There are four basic types of tower options for home and farm sized turbines: tilt-up, guyed lattice, lattice and free standing
Choosing an installer for your wind turbine and other related equipment is as important if not more so than choosing the equipment for your system. Before deciding on an installer ask the installer if you can contact other people he or she has done work for. Eco Depot USA will work with you as you design your equipment and work closely with the interconnecting utility to ensure that the process goes smoothly.
Eco Depot USA use's a licensed and bonded electrician. For complete information about what is required for electrical certification for an installer contact your utility.
To have a successful grid connected project you have to work with the utility to make the interconnection go smoothly. Get the utility involved early in the process of planning. Many times your utility will have a dedicated contact for systems of this size range. They will also have technical interconnection standards for your equipment and special meters which may need to be installed at your service. You will also need to have a state electrical inspector sign off on your system before the utility will allow you to connect to the grid. The inspector will require that all electrical work, wiring and otherwise, be completed by a licensed and bonded electrician.
Before putting your project in the ground you will have to acquire the appropriate permits from your county zoning office or municipal zoning office. Many areas that have seen much wind energy development in recent years may have zoning ordinances designed specifically for smaller wind projects. If this is not the case you may have to obtain a special use permit from the county zoning board.
Having other small wind turbines in the area may make the process easier. However, you may have to be persistent with the process because zoning board members may associate your proposed project with its larger utility scale cousins.
The issues that you will have to address while going through the zoning process include:
Setbacks from property lines, structures, roads, river beds, etc.
Safety standards for tower and electrical equipment, including proper grounding of turbine and tower
Aesthetics of tower and turbine design
Interference with electro-magnetic telecommunications
A small wind machine needs to carry insurance to protect the equipment, just like any other large investment you make. If a once in one hundred year storm destroys the machine, liability insurance is important to protect yourself, others and the interconnecting utility against unforeseen circumstances. Some states, such as Minnesota mandate that the machine have a certain amount of liability insurance, while in other states utilities set their own requirements for insurance.
Net metering is a way for you to connect your small wind turbine behind the meter at your home, business or farm. This system is designed to allow energy generated at your home farm or business to offset some or all of the electricity you use. If your generator is producing more electricity than you can consume the excess is sold back to the utility. The price that a project receives for the excess electricity varies from state to state and from utility to utility.
Net metering can be very helpful for the economics of a wind project because it allows a qualifying facility to receive retail rate for a portion or all of the electricity generated. Each state has different rules and regulations. To find out if net metering is available in your state, what systems qualify and how to take advantage of the programs visit the Database of State Incentives for Renewable Energy.

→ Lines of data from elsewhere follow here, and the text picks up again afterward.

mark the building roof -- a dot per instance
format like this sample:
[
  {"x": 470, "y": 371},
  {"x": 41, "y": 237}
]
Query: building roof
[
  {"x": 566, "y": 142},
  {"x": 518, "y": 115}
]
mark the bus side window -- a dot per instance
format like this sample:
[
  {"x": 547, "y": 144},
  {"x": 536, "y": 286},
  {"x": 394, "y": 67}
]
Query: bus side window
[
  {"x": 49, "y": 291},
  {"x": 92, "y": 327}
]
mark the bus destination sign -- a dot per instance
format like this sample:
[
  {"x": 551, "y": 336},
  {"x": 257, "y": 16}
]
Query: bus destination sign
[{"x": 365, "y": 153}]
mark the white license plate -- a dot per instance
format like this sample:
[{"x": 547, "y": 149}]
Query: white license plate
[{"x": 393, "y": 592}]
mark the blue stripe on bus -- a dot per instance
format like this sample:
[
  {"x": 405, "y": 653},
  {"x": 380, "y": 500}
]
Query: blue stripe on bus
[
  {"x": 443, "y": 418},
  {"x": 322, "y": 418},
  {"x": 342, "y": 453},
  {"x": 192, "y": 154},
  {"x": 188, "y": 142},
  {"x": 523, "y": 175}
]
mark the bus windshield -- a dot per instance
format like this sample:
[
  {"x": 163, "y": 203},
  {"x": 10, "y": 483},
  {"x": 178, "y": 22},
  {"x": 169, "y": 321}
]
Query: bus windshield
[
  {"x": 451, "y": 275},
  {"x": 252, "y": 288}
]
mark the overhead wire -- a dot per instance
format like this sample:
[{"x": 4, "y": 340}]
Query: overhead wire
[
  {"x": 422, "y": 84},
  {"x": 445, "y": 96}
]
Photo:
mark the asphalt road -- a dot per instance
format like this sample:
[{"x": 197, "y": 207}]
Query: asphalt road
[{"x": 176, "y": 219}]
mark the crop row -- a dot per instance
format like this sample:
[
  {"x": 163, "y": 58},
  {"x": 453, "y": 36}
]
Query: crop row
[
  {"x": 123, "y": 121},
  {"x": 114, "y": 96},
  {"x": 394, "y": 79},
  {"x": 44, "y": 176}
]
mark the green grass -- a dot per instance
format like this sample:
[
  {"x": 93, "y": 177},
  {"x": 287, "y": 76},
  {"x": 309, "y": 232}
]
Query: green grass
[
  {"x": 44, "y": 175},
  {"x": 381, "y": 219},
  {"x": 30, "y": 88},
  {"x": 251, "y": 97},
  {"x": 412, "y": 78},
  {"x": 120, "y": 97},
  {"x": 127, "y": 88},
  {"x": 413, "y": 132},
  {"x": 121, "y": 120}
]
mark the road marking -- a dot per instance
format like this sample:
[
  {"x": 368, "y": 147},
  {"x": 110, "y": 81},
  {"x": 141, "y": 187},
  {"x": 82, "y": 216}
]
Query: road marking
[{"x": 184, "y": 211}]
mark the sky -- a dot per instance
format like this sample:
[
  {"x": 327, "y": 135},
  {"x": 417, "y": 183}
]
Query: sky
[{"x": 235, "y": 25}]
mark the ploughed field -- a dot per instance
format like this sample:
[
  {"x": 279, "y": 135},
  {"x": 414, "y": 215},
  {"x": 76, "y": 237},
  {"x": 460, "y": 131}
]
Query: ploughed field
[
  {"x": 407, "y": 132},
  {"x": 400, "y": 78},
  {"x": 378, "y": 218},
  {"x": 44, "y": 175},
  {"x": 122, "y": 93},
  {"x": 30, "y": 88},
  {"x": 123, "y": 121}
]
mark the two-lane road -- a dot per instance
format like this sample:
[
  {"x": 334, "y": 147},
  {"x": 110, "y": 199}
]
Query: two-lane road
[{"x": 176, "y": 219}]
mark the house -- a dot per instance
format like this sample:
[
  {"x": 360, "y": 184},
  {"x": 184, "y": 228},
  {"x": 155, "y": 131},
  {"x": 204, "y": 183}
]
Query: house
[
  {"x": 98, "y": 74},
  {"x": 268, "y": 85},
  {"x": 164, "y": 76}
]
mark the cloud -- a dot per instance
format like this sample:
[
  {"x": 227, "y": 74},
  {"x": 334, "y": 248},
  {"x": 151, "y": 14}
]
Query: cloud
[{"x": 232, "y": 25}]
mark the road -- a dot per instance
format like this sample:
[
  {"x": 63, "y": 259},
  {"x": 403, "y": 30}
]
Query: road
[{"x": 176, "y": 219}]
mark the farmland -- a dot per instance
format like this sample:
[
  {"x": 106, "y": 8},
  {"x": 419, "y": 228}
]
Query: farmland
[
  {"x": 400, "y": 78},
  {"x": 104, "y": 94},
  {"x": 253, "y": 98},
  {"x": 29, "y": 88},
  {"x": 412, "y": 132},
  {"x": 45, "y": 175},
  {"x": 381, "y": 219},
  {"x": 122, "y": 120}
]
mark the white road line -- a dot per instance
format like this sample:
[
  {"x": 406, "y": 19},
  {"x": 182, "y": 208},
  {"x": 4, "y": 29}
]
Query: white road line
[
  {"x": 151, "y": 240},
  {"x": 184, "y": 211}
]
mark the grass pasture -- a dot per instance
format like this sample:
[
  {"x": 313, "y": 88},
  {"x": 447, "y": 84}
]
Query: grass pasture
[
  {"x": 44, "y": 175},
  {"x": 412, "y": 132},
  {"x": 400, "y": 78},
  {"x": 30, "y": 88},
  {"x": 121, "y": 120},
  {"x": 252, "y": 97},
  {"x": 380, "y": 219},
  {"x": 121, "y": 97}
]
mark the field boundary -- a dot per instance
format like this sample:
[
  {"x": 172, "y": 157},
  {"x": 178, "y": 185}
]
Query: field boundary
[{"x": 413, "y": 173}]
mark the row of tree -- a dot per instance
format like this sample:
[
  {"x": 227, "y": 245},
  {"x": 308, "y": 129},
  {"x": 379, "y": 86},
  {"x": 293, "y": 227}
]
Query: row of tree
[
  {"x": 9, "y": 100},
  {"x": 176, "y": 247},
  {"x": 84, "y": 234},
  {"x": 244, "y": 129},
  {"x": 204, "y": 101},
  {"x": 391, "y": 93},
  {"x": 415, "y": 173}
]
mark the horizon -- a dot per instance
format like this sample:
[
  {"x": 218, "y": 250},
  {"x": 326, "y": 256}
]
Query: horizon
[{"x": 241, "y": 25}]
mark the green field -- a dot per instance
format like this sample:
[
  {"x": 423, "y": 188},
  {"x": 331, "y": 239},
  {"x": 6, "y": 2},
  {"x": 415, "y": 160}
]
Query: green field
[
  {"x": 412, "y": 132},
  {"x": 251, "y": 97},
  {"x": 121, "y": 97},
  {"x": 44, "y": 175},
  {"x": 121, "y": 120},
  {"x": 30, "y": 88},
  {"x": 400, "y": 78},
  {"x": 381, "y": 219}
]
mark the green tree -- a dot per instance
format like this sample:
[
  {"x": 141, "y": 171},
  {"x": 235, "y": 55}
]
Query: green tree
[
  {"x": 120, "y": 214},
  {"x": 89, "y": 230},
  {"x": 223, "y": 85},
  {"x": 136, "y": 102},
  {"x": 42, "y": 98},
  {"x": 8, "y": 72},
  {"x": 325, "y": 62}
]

In a good year at a good wind site, a small turbine might be running 6,000 hours over the course of a year. For comparison, this is about the same as driving your car 200,000 miles! Not surprisingly, your small turbine will last longer and perform better if maintenance is done regularly.
For most systems, you should plan to either tilt down the tower or climb the tower once a year to check for signs of unusual wear, tighten bolts, lubricate moving parts and perform other general maintenance. You should check with the manufacturer of your turbine for specific guidelines.